Spring begins with Evan (Lou Taylor Pucci) at his cancerous mother’s bedside as she tells him she loves him before quietly passing away, casting the twentysomething ex-student adrift as the last in his line. Jobless, in trouble after a violent incident in a bar, and with nothing more to lose, Evan uses his small inheritance to flee to Italy. Still grieving, he ends up in a pretty coastal town where he begins to put down new roots, getting a job as a farmhand to local widower Angelo (Francesco Carnelutti), and embarking on a whirlwind affair with well-traveled evolutionary geneticist Louise (Nadia Hilker).

“Nature is crazy”, comments Evan, amazed to see oranges and lemons growing on a single tree. “Old tree uses new tree”, explains Angelo, adding that “volcano makes good soil” – even a volcano which, two millennia earlier, wiped out an entire city’s populace (including Louise’s ancestors).

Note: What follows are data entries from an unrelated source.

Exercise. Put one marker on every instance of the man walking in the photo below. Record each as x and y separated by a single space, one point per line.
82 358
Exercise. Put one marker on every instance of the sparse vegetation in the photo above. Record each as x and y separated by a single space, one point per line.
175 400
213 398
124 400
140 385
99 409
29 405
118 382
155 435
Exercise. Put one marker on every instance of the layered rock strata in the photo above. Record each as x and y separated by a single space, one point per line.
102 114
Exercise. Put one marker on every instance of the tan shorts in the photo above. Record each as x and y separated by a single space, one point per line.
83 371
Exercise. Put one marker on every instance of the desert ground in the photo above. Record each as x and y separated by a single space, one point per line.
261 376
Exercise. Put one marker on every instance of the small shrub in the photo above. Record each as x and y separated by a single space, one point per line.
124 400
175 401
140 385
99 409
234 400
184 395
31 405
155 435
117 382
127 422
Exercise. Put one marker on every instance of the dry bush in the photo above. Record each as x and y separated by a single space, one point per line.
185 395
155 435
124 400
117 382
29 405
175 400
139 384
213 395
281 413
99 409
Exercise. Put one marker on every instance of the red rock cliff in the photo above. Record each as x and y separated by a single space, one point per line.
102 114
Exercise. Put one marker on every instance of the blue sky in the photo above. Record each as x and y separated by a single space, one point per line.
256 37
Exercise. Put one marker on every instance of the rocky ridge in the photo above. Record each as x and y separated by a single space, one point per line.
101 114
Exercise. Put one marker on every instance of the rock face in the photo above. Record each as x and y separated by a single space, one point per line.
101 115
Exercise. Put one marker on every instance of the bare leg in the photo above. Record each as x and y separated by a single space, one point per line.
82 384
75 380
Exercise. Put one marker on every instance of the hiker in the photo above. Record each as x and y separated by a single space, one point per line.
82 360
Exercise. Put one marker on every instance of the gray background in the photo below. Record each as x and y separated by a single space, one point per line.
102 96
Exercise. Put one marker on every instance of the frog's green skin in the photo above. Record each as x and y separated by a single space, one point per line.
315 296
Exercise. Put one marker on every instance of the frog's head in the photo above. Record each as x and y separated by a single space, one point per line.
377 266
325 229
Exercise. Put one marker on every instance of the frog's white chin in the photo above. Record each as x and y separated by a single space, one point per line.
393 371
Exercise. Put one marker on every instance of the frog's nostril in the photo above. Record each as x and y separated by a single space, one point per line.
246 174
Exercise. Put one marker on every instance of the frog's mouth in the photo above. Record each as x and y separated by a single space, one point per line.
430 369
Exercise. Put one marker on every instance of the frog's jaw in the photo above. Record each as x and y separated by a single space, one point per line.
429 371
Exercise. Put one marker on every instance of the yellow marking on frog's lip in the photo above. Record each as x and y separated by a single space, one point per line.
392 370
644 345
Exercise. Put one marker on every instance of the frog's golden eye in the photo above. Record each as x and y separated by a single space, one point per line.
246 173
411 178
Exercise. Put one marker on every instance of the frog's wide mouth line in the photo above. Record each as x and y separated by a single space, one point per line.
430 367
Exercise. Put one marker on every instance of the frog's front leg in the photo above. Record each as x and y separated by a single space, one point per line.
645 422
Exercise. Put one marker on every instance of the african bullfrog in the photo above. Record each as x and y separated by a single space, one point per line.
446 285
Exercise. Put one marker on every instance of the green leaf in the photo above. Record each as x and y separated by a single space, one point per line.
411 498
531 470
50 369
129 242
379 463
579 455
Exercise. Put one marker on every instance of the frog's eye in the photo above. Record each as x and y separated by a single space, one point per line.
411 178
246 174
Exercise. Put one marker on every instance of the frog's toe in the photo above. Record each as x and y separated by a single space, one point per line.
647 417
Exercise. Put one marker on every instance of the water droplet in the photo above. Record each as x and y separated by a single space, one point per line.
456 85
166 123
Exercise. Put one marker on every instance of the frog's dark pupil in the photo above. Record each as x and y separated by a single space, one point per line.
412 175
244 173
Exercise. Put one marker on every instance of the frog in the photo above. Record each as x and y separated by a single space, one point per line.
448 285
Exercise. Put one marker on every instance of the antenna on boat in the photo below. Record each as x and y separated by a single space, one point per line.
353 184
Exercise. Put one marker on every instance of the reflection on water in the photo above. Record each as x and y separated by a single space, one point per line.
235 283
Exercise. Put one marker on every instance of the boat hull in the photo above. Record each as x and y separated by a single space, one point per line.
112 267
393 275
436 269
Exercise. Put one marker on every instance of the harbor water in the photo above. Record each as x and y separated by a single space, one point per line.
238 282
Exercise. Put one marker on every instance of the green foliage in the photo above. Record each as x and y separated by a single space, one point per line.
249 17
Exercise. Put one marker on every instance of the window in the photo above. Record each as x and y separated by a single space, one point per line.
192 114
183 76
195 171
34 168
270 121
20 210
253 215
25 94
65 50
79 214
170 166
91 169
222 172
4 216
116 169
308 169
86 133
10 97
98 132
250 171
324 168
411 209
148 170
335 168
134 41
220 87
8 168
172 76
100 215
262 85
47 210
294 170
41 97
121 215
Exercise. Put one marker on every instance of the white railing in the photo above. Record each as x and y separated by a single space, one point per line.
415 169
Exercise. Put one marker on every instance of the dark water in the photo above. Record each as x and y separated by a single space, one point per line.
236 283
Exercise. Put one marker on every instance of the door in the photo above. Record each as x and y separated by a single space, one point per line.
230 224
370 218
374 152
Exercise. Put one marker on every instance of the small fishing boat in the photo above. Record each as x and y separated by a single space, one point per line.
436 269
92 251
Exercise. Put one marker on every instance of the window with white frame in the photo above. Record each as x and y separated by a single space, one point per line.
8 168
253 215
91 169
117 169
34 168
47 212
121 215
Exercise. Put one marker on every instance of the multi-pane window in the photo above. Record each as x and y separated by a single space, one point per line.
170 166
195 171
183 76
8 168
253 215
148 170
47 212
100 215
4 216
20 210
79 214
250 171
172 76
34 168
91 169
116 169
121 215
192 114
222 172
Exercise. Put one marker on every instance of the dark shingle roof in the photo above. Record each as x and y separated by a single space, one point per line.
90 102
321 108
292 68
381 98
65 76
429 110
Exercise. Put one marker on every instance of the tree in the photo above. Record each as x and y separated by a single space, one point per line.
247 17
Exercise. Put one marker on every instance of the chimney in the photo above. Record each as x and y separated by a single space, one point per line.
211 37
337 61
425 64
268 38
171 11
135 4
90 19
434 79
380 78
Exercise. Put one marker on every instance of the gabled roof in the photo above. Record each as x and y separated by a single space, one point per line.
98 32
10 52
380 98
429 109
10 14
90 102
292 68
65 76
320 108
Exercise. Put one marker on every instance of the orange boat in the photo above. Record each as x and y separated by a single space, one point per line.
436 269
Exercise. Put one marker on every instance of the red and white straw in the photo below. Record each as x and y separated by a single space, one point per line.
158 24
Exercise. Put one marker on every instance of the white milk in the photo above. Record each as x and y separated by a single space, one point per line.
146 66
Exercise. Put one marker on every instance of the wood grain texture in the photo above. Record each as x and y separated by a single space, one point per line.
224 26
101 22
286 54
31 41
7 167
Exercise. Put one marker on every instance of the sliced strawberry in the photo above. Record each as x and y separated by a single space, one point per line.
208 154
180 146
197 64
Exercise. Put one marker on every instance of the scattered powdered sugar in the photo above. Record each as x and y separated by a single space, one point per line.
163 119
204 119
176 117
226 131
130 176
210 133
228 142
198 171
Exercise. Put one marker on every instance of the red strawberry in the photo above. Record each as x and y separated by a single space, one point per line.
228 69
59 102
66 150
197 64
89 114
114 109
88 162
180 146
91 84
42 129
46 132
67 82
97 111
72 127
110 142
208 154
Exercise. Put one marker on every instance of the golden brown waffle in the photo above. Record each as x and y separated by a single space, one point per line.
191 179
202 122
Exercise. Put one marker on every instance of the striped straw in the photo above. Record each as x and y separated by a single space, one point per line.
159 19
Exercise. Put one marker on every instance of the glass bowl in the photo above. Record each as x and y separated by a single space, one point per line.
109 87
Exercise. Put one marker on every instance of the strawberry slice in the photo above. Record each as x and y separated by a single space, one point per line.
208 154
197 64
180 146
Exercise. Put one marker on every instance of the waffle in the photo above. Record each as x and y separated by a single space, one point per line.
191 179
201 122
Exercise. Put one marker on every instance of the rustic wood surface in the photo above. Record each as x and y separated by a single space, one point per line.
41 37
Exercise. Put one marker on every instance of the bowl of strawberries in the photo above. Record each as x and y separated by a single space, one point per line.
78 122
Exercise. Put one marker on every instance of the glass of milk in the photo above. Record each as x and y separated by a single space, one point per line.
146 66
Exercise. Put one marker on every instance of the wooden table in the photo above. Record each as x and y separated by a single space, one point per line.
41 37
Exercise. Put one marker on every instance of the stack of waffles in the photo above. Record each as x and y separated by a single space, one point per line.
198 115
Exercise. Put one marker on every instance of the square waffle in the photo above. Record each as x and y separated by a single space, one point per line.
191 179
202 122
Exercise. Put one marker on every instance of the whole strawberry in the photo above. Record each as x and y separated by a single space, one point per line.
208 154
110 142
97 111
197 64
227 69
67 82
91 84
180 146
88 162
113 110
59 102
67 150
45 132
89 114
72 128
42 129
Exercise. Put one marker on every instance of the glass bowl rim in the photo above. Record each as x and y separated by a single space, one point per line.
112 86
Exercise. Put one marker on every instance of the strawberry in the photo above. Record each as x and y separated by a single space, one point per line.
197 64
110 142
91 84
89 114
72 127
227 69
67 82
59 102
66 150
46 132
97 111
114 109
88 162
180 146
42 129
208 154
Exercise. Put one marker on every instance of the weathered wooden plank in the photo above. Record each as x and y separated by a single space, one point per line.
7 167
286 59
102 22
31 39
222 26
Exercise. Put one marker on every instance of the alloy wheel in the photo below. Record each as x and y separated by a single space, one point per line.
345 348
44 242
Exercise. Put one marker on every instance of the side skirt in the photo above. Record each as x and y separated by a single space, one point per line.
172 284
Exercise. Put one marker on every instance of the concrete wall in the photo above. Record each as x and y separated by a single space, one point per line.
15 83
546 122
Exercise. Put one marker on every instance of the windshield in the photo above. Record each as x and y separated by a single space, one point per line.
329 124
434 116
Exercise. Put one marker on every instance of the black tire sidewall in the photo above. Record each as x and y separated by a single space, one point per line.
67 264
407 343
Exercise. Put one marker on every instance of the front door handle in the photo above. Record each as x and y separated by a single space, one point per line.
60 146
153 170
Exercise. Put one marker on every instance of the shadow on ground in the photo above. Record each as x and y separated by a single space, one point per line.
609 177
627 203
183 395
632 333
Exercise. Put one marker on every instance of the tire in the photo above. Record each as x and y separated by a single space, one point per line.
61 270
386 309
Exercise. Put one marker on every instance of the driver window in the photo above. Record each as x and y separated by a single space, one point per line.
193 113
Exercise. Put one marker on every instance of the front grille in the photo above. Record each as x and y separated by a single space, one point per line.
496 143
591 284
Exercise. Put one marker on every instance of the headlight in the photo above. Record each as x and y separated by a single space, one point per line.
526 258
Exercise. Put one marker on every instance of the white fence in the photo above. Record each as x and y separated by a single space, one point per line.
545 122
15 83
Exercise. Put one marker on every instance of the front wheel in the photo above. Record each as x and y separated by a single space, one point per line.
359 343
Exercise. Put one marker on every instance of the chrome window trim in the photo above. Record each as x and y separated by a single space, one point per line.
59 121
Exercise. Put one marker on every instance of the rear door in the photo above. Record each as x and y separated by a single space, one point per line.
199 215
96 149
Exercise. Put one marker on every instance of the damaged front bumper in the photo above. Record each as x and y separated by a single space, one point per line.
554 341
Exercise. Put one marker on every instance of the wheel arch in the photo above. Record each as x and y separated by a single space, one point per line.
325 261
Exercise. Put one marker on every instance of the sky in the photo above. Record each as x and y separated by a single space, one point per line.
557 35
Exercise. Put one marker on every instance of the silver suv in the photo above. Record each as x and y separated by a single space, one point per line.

Yet what dies in winter often comes back to life in spring, and even as Evan begins to bloom again in Louise’s presence and to contemplate a different future together with her, this engaging young couple’s spring fling begins to resonate, over the course of a single week, with the cycles, recurrences and mutations that define all life – and death. If Louise will turn out to be an all-new (yet ancient) form of movie monster, the film itself is also a strange hybrid whose essential romance is enhanced, rather than disrupted, by the admixture of horror elements – and if the film’s scope extends to the outer limits of science, history and theology, everything is grounded in the leads’ charming, funny characters and believable performances.

“What do you like more, pool or ocean?” Although this question might seem natural enough when posed alongside the porous Italian coastline, Louise’s words allude to the place of the finite within the infinite, as her own mutant immortality plays ocean to Evan’s more circumscribed (gene) pool. For much as its tourist-town setting looks out over the boundless sea beyond, Spring exposes its week-long affair to eternity, extending way beyond the normal limits of the horror genre to engender a creature feature at the shoreline of biology and romance. Splicing the DNA of Richard Linklater’s Before Sunrise (1995) and Andrzej Zulawski’s Possession (1981), this true original manages to be both melancholic and hopeful, contemporary and timeless.
Spring

Synopsis: California, present day. After his mother – his last remaining relative – dies, Evan gets into a vicious bar fight which sees him fired from his job as the bar’s sous-chef and pursued by a gang and the police alike. Still grieving and with nothing left to lose, Evan heads to Italy, and in a coastal town spends his days working as a farmhand for the widower Angelo, and his nights with Louise, a sexually forward student of evolutionary genetics. In fact Louise is a quirk of nature: a mutated human who has fallen pregnant every twenty-two years for nearly two millennia, giving birth to a rejuvenated version of herself after a very brief period of gestation wherein she undergoes highly unstable (and aggressive) transformations. Having got herself inseminated by Evan and concerned that she might hurt him, Louise dumps him, but he, distraught, returns to her house and sees her in monstrous form. In love and unperturbed, he decides to stay with Louise until her final climactic transformation despite the danger to himself. With the immigration police on his tail, Evan travels with Louise to Naples, and then to Pompeii. Louise reveals that her own mother was made mortal by the chemicals that her body produced when she fell in love; after giving birth to Louise and passing on her condition, she and her husband were killed there in the eruption of 79 B.C.E.. Evan sees in the dawn with Louise, hoping she too will fall in love.